We’ve written more than once about the Democratic “Blue Dogs” and the lack of any actual evidence for their supposed fiscal conservatism.

Now Merrill Mathews in The Wall Street Journal tells the sad story of the Blue Dogs in the Obama era. They call in the journalists, and they moan and complain about their concerns over the deficit and rising federal spending. And when the rubber meets the road, what happens?

• The State Children’s Health Insurance Program (SCHIP). One of the first things the Democratic leadership wanted the newly inaugurated President Obama to sign was a huge expansion of SCHIP. Democrats have been trying to pass the expansion for over a year, with some bipartisan support. President George W. Bush vetoed the legislation twice, and Congress sustained his veto both times by a hair.

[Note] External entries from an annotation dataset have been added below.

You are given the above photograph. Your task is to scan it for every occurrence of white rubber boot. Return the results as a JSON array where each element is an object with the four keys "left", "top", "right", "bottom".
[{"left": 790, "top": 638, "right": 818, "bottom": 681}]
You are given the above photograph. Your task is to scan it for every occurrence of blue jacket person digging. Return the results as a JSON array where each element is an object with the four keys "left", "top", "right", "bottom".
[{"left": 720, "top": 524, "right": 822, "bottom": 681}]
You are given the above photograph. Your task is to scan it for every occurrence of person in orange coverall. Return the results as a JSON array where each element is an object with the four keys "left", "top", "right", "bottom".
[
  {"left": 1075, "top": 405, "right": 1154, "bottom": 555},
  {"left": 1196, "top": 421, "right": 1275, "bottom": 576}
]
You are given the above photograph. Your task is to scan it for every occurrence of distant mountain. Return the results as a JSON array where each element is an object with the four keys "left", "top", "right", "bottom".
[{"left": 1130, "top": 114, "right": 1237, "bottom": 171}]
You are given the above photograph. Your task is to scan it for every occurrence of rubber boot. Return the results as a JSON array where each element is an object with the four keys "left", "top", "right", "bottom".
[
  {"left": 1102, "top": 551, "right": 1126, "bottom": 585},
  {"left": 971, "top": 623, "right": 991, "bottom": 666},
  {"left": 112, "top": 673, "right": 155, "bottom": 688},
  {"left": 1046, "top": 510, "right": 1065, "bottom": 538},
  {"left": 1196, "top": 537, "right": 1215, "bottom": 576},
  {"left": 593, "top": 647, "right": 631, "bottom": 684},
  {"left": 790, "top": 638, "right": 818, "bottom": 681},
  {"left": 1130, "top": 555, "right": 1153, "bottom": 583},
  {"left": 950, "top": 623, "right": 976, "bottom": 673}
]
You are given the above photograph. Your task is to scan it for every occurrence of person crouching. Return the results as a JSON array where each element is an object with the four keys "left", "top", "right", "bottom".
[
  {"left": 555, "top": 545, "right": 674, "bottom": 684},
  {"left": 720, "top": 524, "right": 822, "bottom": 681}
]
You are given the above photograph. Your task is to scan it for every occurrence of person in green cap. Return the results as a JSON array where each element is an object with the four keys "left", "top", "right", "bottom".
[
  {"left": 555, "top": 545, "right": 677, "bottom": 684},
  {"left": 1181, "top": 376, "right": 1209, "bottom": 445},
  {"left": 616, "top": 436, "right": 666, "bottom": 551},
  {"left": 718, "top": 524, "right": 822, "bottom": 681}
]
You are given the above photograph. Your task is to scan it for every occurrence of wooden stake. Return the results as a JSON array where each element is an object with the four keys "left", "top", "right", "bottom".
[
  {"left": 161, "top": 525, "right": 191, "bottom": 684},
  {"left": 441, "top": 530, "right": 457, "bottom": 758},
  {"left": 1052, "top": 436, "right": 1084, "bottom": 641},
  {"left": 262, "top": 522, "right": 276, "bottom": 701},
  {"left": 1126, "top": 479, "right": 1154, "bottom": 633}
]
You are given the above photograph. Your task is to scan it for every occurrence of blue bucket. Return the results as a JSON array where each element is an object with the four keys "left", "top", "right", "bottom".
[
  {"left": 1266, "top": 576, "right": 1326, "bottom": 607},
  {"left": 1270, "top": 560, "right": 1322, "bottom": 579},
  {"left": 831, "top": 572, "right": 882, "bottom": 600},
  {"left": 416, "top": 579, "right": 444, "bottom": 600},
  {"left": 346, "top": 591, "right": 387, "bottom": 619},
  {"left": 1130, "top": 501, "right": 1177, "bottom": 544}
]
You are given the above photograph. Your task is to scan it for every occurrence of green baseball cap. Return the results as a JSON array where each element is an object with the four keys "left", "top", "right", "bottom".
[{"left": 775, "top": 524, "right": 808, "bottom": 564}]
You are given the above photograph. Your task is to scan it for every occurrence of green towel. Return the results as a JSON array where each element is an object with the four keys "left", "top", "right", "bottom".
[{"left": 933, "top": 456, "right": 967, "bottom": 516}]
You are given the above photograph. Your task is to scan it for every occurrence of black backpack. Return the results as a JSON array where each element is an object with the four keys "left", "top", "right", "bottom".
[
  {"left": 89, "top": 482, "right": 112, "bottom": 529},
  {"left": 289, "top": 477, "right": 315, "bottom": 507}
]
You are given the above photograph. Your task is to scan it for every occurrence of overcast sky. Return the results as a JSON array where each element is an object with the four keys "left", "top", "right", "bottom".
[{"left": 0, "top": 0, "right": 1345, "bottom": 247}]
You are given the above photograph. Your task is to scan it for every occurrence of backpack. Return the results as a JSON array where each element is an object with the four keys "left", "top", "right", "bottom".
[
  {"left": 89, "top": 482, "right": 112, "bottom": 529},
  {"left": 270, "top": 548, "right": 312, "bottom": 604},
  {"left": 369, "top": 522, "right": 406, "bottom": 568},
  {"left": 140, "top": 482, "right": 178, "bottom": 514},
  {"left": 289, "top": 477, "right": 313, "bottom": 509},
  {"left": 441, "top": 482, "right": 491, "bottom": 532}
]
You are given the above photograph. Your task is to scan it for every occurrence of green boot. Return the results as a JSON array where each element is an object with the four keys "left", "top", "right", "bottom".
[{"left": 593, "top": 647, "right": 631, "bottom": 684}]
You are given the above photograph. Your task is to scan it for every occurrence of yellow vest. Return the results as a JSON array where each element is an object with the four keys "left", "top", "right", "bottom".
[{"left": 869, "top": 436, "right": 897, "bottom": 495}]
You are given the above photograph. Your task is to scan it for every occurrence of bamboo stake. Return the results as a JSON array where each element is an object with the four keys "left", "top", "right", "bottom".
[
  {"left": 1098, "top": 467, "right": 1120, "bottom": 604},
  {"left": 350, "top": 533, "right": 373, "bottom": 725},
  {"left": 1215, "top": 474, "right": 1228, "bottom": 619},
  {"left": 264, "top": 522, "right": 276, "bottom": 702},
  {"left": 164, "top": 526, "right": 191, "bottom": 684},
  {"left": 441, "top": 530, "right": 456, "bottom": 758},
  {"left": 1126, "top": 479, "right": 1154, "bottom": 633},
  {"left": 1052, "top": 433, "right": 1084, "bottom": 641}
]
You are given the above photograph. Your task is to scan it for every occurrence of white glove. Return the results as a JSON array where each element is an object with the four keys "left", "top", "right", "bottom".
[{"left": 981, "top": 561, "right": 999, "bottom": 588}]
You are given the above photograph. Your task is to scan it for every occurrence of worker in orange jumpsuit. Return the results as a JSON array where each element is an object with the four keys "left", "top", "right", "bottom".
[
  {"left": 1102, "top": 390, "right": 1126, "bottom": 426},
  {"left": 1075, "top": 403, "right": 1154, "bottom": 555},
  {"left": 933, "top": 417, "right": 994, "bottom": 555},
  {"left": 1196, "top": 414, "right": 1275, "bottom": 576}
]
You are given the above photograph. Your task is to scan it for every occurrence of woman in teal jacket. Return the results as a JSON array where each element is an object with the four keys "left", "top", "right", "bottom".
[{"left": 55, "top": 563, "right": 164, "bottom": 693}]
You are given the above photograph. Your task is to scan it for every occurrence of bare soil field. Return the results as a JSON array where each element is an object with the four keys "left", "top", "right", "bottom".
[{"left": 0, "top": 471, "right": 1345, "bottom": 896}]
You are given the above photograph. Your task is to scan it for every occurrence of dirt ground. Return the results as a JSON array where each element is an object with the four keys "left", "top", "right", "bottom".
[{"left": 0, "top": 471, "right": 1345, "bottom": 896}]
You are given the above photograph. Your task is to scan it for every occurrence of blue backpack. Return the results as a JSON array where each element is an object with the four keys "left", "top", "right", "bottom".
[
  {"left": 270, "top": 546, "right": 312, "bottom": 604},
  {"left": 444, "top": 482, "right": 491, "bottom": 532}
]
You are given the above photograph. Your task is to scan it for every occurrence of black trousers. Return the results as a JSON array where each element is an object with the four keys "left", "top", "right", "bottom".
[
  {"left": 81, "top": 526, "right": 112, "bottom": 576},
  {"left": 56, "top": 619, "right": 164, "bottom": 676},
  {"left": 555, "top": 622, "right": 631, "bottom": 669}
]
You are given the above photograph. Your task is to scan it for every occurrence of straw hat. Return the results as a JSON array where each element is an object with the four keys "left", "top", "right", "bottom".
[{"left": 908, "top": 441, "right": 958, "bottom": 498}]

SCHIP was created for low-income uninsured children not eligible for Medicaid. Under the old bill, children whose family incomes were 200% of the federal poverty level were covered. With the new bill, Democrats increased funding to cover children whose family incomes are up to 300% of the federal poverty level—or $66,000 a year for a family of four. The Bush administration and most conservatives thought it should remain at 200%. Did the Blue Dogs agree? Only two voted against the expansion.

• The $787 billion stimulus. The next major spending package was Mr. Obama’s stimulus bill. Not one House Republican voted for the bill. The Blue Dogs? Only 10 of 52 voted against it.

• President Obama’s 2010 federal budget. In April, Congress took a vote on the president’s $3.5 trillion budget for 2010—by far the biggest spending package in history. Again, not one House Republican voted for the bill, but only 14 Blue Dogs joined them in opposition.

Matthews says the health care bill is the Blue Dogs’ last chance to show that they actually do care whether the federal government spends us into bankruptcy.